We urge the World Health Assembly, when it meets in May, to adopt the draft global recommendations on obesity and to request that WHO translates these into a global plan, as proposed by France at the recent meeting of the executive board. Such a plan will need to:
- be ambitious in order to accelerate action on the global targets that are faltering;
- be informed by people affected by obesity to ensure more integrated and holistic approaches;
- outline independent accountability mechanisms which include people who are affected by obesity.
Such a plan could also help increase co-ordination on obesity action, including at WHO itself where interest has been on the rise, but without a sufficiently integrated response to date. The World Obesity Federation, and its members across the globe, are ready to support the development of such an action plan.
Points for action
- Co-ordinated national action
It is governments that hold the key to whether the proposed plan will be implemented. Obesity’s complex nature requires co-ordination and commitment across ministries and agencies. Stigma and misunderstanding have side-lined obesity in health responses, and this must end.
- Action on the commercial actors who shape obesogenic environments
A central job for governments is joined-up action on the commercial determinants of obesity. These include the practices and products of firms and industries, and also the systems which facilitate and promote health-harming environments. Failure to confront the social and commercial determinants will undermine meaningful change. Success will require a narrative shift away from individual responsibility to stronger state oversight of the environments which lead to obesity.
- Investment
The investor community, which has brought about long term impacts through environment, social and governance (ESG) investment approaches, could play an important role in incentivising corporations to use their leverage to shift corporate practices from those which drive or neglect obesity to those that lead to healthier environments; hence, we call for investment charter marks to include obesity-related considerations.
A global movement
These actions will be resisted by vested interests and mislabelled as impeding individual and trade freedoms. The disruption we are calling for requires a commitment to health, the sustainability of the planet, and a willingness to call out the institutions and individuals who will cut the lives (of others) short for profit. We must be crystal clear about who and what is cutting these lives short in order to find ways to channel our collective anger into current social movements that are making governments wake up to the need for a major post-COVID reset.
While the health movement has not yet mobilised for this kind of transformation, the climate movement is doing so. With shared interests in more sustainable approaches to healthcare, food, transport, decent work, participatory democracy and human rights, we must join forces. People with lived experience are key to this movement, as are youth.

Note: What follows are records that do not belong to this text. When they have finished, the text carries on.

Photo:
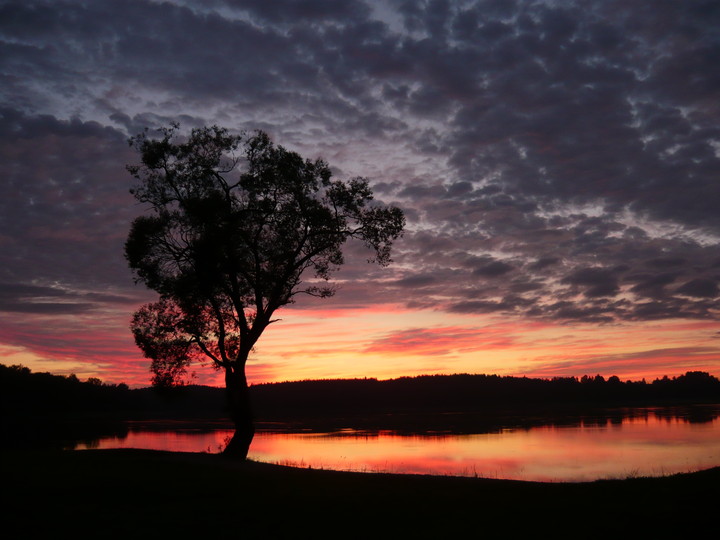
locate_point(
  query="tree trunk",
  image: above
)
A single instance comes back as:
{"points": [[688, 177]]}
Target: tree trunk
{"points": [[238, 395]]}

Obesity policy has been under-prioritised and fragmented for far too long. We must seize the opportunity of the upcoming World Health Assembly to demand more action and more results. Our immediate priority must be for WHO member states to secure a comprehensive and integrated global action plan on obesity, covering prevention and treatment throughout the life cycle.
Together, we can break the cycle of fragmentation and failure and use this unique opportunity to demand more, commit to more, and take a new course of action to protect the health of our populations and planet, and give the people living with, or at risk of, obesity the support and respect they deserve.